Created time:2021-01-15

Modeling the U.S. energy system demonstrates several pathways to net-zero CO2 emissions by 2050. The pathway with the lowest cost, 0.2–1.2% of GDP, relies on >80% contribution of renewables.

SOURCE: AGU Advances


Staying within a 1.5°C global warming limit will require transformation of our economy to net-zero emissions by 2050, which seems like an enormously ambitious goal. And yet, with new in-depth modeling analysis, Williams et al. [2020] illuminate several technologically and economically feasible pathways to this required deep decarbonization. All pathways require enhanced energy efficiency, decarbonized electricity, electrification, and carbon capture. Interestingly, a modest role for natural gas in 2050 to ensure continuous reliability of electricity supplies is part of the least-cost pathway that still meets the emissions goals.
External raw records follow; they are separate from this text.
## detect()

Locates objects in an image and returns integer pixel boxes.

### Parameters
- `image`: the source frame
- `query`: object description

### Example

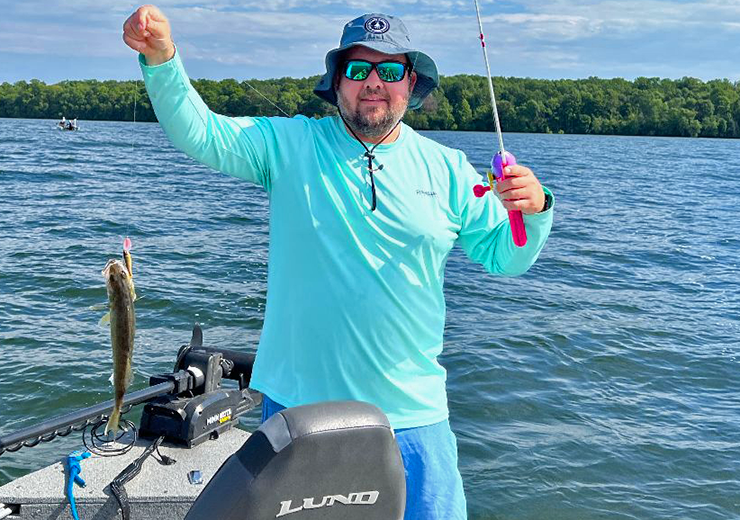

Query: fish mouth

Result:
[101,258,128,278]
Demonstrating the feasibility of these urgently needed transitions could not come at a more important time, as discussions on appropriate policy instruments to speed the journey to climate stabilization will be front and center as the U.S. rejoins the Paris Climate Accords.

Citation: Williams, J., Jones, R., Haley, B., Kwok, G., Hargreaves, J., Farbes, J. & Torn, M. [2020]. Carbon-Neutral Pathways for the United States. AGU Advances, 1, e2020AV000284.